Avez-vous été surpris par l’arrêté préfectoral interdisant d'évoluer et d’habiter au hameau du Pra ?

"Pas du tout. Je n’ai d’ailleurs jamais contesté cet arrêté. Avant ce dernier, j’avais moi-même pris un arrêté, sur demande du préfet, le 17 août dernier. Il s’agissait des mêmes termes que cet arrêté préfectoral à savoir l’interdiction de stationner et d’habiter dans le hameau du Pra. Mais tout arrêté doit se faire appliquer et pour cela, il faut des moyens. Or, je n’ai pas de moyens."

Cette interdiction est-elle nouvelle ? Vous inquiète-t-elle ?

"Je ne suis pas inquiet du tout. En fait, à la fin des années 1960, il y avait déjà un arrêté municipal, de l’ancien maire, qui interdisait de vivre dans le hameau. Mais les gens y habitaient quand même, à leurs risques et périls. Malgré cela, un restaurant a ouvert ses portes plus de vingt ans plus tard, « Le Pratois », du nom des habitants. Celui qui l’a ouvert était venu acheter une maison. Il l’a transformé en restaurant dont les clients sont des habitués. Certains viennent de Nice pour la soirée. L’histoire du hameau du Pra est vraiment particulière."

Quelle est l’histoire de ce hameau ?

"Dans les années 1930, il y avait encore une trentaine d’élèves au hameau. La plupart des parents étaient éleveurs. C’est un hameau qui était habité à l’année mais les gens vivaient en autarcie de la Toussaint jusqu’à mai à cause des avalanches : les routes étaient coupées donc il n’y avait pas de liaisons. Petit à petit, dans les années 1960, les bergers sont allés ailleurs, en Provence, dans le Var ; ils se sont débrouillés. C’est devenu un habitat temporaire et saisonnier. Aujourd’hui, ceux qui ont des habitations, qu’ils occupent quelques week-ends dans l’année, connaissent tous bien l’endroit : ils connaissent le danger, la plupart ont déjà vécu ici."

Avez-vous peur de voir le hameau disparaître ?

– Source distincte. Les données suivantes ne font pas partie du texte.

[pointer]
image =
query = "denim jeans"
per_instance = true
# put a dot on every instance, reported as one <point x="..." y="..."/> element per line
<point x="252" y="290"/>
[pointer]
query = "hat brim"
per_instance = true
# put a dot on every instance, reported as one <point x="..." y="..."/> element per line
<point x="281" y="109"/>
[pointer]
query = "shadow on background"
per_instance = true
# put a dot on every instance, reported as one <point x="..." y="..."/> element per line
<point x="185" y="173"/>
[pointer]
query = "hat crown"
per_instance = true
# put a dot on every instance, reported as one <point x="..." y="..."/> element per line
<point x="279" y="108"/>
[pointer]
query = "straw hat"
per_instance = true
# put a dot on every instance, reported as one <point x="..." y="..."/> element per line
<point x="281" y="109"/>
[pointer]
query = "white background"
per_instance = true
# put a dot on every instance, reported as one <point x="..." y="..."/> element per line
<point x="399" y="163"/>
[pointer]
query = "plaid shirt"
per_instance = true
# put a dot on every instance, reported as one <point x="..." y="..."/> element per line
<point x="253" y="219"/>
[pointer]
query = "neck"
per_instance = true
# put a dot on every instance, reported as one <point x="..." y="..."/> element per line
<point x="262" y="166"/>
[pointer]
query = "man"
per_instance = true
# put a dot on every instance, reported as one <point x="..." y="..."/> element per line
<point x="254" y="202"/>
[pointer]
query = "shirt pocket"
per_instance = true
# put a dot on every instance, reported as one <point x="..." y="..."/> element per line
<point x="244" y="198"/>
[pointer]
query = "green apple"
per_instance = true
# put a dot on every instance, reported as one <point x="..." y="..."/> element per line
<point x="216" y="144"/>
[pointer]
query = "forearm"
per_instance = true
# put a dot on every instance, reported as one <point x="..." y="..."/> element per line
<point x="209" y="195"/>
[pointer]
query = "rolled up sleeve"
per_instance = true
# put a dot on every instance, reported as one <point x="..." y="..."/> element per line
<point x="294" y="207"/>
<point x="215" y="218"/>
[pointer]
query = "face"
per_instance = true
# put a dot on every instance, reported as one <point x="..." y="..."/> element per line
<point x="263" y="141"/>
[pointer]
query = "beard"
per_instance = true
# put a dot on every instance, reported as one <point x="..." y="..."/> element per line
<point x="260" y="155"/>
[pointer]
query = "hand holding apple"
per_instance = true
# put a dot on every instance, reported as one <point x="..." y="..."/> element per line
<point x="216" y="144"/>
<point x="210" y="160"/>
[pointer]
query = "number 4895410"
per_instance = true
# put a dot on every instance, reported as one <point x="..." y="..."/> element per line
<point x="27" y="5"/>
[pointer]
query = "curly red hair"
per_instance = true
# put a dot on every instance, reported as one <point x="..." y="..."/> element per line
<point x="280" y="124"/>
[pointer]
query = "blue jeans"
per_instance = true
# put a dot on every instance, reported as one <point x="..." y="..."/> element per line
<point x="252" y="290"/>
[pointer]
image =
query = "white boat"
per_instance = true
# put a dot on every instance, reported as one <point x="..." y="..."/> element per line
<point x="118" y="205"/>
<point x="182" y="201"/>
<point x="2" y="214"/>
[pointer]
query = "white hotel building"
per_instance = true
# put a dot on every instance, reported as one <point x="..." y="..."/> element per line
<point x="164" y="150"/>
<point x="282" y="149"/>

"Un hameau est un lieu habité, un village qui a un passé. Le Pra est un endroit emblématique du pastoralisme, de la transhumance. Ici, il y avait l‘armée, la douane, la gendarmerie parce que nous ne sommes pas loin de l’Italie. Bref, c’est un village qui vivait, avec des lieux de vie. Donc c’est dramatique de le faire disparaître. Il a une belle église, un four à pain, un lavoir… Alors imaginer sa disparition aujourd’hui est un drame."

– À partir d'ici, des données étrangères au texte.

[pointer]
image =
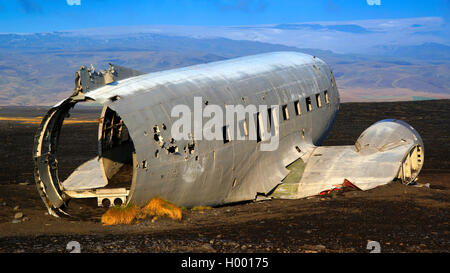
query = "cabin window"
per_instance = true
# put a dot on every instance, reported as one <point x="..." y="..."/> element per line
<point x="285" y="112"/>
<point x="226" y="134"/>
<point x="318" y="101"/>
<point x="298" y="110"/>
<point x="259" y="127"/>
<point x="308" y="104"/>
<point x="244" y="127"/>
<point x="269" y="118"/>
<point x="327" y="98"/>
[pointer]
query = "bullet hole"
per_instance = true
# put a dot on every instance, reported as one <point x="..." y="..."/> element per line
<point x="114" y="98"/>
<point x="173" y="149"/>
<point x="144" y="164"/>
<point x="118" y="201"/>
<point x="190" y="148"/>
<point x="106" y="203"/>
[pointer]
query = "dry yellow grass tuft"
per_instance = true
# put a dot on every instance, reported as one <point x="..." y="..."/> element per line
<point x="161" y="207"/>
<point x="201" y="208"/>
<point x="119" y="215"/>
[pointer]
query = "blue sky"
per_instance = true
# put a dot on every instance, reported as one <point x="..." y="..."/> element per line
<point x="57" y="15"/>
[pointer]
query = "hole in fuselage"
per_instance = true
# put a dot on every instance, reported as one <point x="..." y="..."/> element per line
<point x="117" y="151"/>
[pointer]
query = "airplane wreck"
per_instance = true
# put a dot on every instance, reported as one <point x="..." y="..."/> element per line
<point x="135" y="140"/>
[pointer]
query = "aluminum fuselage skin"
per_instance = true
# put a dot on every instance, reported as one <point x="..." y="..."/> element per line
<point x="216" y="172"/>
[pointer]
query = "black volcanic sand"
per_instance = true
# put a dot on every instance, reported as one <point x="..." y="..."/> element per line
<point x="401" y="218"/>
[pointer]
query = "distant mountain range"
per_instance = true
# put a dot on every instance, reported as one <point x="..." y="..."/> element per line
<point x="38" y="69"/>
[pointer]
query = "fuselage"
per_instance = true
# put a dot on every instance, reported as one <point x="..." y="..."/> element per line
<point x="210" y="172"/>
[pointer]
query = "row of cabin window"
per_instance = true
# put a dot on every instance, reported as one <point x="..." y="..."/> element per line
<point x="285" y="110"/>
<point x="308" y="102"/>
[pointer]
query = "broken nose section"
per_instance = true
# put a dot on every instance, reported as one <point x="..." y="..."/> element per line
<point x="108" y="177"/>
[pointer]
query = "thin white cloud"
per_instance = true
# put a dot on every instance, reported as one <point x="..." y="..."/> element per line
<point x="73" y="2"/>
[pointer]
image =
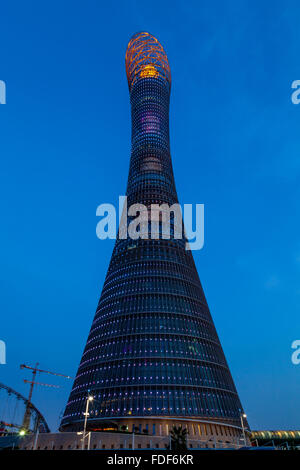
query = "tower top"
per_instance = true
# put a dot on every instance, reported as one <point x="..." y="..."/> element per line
<point x="145" y="57"/>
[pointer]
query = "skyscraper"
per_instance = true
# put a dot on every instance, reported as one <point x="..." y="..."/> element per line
<point x="153" y="358"/>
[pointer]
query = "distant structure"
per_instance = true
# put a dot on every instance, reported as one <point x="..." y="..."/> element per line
<point x="153" y="358"/>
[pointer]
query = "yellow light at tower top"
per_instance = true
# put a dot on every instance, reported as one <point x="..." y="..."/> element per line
<point x="149" y="71"/>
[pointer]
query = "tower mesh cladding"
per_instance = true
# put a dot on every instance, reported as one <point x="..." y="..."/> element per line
<point x="152" y="351"/>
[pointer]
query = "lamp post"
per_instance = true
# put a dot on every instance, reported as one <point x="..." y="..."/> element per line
<point x="243" y="415"/>
<point x="86" y="414"/>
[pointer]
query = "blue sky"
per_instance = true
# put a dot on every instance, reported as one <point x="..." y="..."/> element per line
<point x="65" y="148"/>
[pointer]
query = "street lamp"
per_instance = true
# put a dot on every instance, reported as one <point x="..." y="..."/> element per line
<point x="243" y="415"/>
<point x="86" y="414"/>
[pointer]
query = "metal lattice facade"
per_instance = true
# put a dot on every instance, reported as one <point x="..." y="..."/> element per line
<point x="152" y="351"/>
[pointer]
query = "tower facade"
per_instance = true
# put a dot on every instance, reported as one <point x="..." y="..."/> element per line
<point x="153" y="358"/>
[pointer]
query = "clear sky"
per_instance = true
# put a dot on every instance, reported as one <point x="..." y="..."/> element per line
<point x="65" y="148"/>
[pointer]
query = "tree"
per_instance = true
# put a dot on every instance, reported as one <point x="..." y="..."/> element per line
<point x="178" y="438"/>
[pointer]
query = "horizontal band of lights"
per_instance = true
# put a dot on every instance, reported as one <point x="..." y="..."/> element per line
<point x="145" y="57"/>
<point x="153" y="347"/>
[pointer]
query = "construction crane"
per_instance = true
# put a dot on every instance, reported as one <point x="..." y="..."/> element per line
<point x="35" y="370"/>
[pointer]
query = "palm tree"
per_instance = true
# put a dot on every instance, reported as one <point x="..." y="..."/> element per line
<point x="178" y="438"/>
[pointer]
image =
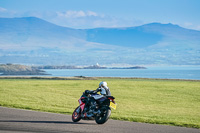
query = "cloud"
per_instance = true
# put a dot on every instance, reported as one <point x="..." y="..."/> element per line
<point x="78" y="19"/>
<point x="77" y="14"/>
<point x="2" y="9"/>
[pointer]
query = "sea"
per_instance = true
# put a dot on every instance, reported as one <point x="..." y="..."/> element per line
<point x="190" y="73"/>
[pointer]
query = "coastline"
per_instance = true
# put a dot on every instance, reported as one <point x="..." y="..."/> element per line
<point x="88" y="78"/>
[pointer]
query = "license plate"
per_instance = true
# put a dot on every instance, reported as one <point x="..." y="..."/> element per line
<point x="114" y="106"/>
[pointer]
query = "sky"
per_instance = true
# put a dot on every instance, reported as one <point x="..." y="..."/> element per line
<point x="83" y="14"/>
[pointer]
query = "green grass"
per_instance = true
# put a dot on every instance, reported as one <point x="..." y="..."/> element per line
<point x="141" y="100"/>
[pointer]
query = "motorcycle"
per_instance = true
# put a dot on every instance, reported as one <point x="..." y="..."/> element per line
<point x="93" y="106"/>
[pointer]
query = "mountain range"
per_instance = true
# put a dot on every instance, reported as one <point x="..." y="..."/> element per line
<point x="34" y="41"/>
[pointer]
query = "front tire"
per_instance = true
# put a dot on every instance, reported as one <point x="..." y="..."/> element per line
<point x="76" y="116"/>
<point x="103" y="117"/>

Comment en est-on arrivé à ce « drame » ?

"C’est un drame qui arrive à cause de l’érosion superficielle de la montagne mais c’est un problème qui perdure. Surtout, depuis quelques années il n’y a plus de travaux réalisés. Avant, c’était la compétence de la commune mais maintenant elle n’a plus cette compétence. Par exemple, le Torrent, qui passe près du hameau, est une compétence de la Métropole. Tout ce qui est foncier, en amont du hameau dépend de la commune de Saint-Étienne-de-Tinée et c’est domanial donc ça appartient à l’Etat. Donc même si je voulais commander des travaux je ne le pourrai pas car je n’ai pas les moyens."

Peut-on encore sauver le hameau du Pra ?

"C’est difficile à dire. En ce moment la Métropole prolonge la route de la Bonette qui passe en amont du hameau, c’est la route goudronnée la plus haute d’Europe. Cette prolongation devrait protéger la route et donc le hameau. Chacun fait ce qu’il peut, la Métropole fait ce qu’elle peut, ce n’est pas évident."

Actuellement, il n'y a plus personne dans le hameau du Pra, à l'exception du restaurateur, qui va bientôt fermer son établissement saisonnier.